Mit das wichtigste Merkmal von Gorillas ist allerdings die Lieferzeit: Das Unternehmen verspricht, die Lebensmittel in nur zehn Minuten bis zur Haustür zu bringen. Und das ohne Mindestbestellwert. 

Von fehlenden Pausen und der Angst, aufs Klo zu gehen

Die Lieferantinnen und Lieferanten von Gorillas sind dabei direkt beim Unternehmen angestellt und können zwischen einem Vollzeit- und einem Teilzeitvertrag wählen. Der tatsächliche Arbeitsalltag hängt dann aber stark davon ab, welchem Warenlager man zugewiesen wird. So erzählen die Angestellten, mit denen VICE gesprochen hat, dass manche "Rider Ops" – also die Managerinnen und Manager, die die tägliche Logistik in den Lagern organisieren – freundlich seien, während andere die Lieferantinnen und Lieferanten wild umher scheuchten und es nicht mal schafften, ordentliche Pausen zuzuweisen.   

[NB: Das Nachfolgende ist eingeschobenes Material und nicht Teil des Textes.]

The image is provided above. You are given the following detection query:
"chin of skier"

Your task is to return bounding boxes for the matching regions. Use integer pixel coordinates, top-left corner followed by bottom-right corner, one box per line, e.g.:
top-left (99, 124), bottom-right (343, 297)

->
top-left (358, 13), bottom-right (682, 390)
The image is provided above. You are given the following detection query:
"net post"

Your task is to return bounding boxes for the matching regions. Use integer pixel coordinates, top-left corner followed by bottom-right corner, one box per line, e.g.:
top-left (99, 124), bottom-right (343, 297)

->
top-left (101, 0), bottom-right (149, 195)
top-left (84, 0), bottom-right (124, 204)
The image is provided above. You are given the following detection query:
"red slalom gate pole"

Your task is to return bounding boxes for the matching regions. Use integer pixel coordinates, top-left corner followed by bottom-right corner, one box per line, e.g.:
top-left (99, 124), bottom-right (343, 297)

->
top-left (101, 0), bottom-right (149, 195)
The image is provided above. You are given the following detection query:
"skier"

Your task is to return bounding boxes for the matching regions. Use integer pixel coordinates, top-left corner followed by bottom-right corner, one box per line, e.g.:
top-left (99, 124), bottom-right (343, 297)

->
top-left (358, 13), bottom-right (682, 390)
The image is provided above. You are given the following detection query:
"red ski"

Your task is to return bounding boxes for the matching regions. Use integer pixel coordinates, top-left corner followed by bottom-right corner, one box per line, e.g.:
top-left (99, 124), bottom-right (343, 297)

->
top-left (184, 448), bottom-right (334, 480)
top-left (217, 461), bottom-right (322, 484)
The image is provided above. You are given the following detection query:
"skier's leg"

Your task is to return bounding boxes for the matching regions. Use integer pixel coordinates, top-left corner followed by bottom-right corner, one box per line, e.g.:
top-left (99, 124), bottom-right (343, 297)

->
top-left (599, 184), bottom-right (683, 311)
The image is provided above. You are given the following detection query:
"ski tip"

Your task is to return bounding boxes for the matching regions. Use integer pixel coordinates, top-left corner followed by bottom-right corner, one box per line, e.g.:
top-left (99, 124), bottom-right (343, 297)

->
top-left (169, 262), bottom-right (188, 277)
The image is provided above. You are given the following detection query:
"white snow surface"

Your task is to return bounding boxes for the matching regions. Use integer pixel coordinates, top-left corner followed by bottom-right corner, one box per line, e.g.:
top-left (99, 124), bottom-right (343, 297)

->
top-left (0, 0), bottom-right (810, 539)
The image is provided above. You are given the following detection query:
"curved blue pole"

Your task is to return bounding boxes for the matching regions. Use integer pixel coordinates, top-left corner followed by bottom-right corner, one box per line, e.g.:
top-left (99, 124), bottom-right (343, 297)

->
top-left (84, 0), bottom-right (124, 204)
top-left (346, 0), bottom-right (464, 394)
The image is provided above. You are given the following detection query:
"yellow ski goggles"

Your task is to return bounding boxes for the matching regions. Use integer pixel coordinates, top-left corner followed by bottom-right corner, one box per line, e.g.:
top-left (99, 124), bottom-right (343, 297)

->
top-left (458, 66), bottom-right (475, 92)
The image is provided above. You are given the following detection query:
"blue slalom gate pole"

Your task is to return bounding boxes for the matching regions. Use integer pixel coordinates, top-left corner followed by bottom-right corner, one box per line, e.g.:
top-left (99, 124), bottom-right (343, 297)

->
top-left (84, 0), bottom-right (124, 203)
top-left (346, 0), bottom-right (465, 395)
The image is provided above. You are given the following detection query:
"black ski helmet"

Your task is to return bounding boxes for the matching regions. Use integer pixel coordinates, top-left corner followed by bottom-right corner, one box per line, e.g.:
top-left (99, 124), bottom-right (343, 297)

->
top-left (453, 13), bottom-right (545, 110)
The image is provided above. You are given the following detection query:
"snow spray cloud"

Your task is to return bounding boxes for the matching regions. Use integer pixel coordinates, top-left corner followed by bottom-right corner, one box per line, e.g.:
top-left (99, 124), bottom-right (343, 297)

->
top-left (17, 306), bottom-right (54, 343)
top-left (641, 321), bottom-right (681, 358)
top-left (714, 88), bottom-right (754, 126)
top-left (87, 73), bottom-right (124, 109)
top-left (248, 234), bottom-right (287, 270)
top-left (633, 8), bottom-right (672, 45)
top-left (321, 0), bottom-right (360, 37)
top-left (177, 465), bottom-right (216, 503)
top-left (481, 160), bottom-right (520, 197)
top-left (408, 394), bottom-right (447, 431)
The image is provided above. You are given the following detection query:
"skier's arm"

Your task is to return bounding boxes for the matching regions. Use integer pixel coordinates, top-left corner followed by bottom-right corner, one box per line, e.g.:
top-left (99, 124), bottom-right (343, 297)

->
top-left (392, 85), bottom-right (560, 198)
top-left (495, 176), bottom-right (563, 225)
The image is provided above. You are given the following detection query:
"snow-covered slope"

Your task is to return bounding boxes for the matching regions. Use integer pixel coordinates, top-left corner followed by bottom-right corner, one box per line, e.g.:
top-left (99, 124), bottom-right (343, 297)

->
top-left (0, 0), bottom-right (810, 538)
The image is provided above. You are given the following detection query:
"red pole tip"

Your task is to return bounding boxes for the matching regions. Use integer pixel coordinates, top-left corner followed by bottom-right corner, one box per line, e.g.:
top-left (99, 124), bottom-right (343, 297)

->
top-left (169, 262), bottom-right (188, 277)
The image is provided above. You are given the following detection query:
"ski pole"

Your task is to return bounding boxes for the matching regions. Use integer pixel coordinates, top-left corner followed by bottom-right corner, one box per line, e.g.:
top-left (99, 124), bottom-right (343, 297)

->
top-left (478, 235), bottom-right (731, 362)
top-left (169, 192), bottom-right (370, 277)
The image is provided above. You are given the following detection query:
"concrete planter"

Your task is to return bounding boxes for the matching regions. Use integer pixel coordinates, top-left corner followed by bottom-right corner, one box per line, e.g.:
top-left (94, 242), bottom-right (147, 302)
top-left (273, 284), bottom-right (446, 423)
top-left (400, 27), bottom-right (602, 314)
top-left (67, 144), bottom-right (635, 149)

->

Wenn während der Stoßzeiten mehr los ist, kann es noch schlimmer werden. Ein Angestellter beschreibt das Ganze als "die absolute Hölle". Ein anderer erzählt davon, dass allein der Gedanke an das laute und während der Rush Hour ständig ertönende Klingelgeräusch, das eine neue Bestellung ankündigt, für "extreme Angstzustände" sorge.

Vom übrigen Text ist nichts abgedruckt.